Thursday, November 15, 2012
The paper crane is a symbol for peace. What does peace mean to you?
Sadako Sasaki and the Thousand Paper Cranes
Sadako Sasaki was born on the 7th of January, 1943,in Hiroshima. She liked to go on outings with her family. They would go to the Peace Park on the 6th of August every year. They went there to remember those who died when the atomic bomb was dropped on Hiroshima on that day in 1945.
Sadako was a school runner. She practiced running every day. One cold winter day on the 10th of February, 1955, she fell down while running. Her father took her to the hospital. The doctors said she had leukaemia. She was another victim of the atomic bomb.

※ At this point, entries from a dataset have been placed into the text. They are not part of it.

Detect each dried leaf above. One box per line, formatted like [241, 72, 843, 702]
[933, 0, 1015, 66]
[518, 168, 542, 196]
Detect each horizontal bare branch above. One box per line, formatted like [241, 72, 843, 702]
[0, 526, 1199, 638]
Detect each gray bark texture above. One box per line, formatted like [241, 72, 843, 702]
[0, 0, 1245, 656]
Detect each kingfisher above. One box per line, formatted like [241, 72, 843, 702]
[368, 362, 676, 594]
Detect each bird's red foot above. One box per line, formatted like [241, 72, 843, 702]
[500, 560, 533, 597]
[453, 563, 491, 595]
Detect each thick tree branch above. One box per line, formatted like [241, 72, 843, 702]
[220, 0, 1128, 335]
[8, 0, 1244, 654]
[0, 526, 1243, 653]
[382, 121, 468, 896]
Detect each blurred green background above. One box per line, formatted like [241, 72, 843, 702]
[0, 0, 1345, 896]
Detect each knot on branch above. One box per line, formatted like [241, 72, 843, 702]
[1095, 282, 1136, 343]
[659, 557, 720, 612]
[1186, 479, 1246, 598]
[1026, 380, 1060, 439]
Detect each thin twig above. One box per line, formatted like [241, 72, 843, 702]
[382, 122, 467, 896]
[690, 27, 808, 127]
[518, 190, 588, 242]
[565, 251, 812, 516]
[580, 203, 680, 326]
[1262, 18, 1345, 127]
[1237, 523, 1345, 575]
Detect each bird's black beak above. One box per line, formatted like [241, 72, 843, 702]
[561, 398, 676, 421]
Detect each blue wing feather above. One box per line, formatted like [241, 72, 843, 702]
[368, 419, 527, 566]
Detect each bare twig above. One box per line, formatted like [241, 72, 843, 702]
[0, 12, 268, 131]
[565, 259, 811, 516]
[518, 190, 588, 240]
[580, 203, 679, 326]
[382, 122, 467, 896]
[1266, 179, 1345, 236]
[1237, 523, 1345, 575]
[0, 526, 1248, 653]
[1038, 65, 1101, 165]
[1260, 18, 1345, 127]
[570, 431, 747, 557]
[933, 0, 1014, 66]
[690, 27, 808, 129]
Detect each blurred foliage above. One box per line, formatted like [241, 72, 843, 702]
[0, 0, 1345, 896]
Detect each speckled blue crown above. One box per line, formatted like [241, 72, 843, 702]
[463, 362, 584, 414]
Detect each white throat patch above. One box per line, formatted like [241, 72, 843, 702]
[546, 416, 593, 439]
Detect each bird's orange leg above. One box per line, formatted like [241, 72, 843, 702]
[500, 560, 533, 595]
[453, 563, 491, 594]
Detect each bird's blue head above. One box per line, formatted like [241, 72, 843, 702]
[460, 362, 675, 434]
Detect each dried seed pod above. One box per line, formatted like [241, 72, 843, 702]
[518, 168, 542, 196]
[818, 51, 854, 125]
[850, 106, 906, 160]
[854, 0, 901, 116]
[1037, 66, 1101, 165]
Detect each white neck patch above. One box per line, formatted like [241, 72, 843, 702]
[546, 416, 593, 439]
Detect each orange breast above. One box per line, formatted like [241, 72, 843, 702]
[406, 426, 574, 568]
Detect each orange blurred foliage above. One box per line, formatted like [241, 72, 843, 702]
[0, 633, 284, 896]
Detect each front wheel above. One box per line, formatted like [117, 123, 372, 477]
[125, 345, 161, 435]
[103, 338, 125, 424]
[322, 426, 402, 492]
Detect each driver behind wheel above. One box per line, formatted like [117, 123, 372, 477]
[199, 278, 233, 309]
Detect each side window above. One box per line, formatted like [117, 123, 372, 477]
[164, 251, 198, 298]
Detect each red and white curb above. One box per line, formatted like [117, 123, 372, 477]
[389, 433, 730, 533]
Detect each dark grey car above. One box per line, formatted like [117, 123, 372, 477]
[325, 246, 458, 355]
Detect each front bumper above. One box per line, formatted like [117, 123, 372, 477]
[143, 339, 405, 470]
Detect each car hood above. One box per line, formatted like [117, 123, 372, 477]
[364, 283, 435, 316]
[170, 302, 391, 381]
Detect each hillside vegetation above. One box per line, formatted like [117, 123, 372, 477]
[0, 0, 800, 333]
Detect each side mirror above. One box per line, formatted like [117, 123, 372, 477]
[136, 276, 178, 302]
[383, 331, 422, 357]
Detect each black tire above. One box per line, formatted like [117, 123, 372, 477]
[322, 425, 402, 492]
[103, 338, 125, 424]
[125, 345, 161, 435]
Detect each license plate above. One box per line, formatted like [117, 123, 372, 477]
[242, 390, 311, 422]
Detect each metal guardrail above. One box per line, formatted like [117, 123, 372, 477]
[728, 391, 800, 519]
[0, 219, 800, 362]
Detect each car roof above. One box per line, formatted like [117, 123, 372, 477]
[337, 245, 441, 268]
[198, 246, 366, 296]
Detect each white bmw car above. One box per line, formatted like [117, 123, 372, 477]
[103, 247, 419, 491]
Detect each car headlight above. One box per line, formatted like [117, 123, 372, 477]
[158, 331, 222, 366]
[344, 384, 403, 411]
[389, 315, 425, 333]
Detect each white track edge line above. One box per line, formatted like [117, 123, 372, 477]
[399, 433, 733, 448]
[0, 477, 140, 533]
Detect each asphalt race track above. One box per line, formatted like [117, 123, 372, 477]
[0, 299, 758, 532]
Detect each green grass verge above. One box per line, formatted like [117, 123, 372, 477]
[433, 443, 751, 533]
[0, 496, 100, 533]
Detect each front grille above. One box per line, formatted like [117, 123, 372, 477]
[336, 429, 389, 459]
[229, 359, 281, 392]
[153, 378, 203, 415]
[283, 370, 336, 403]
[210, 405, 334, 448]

Sadako was very sad.
The net day, her best friend, Chizuko visited her. She folded a paper crane and gave it to Sadako.
“This can help you get well,” she said.
“How can a paper crane help me get well?” asked Sadako.
“According to a story, the crane is supposed to live a thousand years. Some people believe that if you fold one thousand cranes, you can make a wish,” said Chizuko.
Although it was not easy, Sadako hoped to fold the thousand cranes as quickly as she could. She wanted to go home. By June 1955, she had folded more than five hundred paper cranes. Although she grew weaker, she never lost the will to live. She kept on folding the paper cranes. She passed away on the 25th of October, 1955.
Sadako’s friends collected the letters she wrote and turned them into a book. Soon, many people around Japan read about Sadako and the thousand cranes. Many people were touched by the courage she had although she was so ill. In 1958, a statue of Sadako holding a golden crane was unveiled in the Hiroshima Peace Park. Sadako became a symbol for the peace movement.
The story tell us that “Hope is the last thing that we lose”.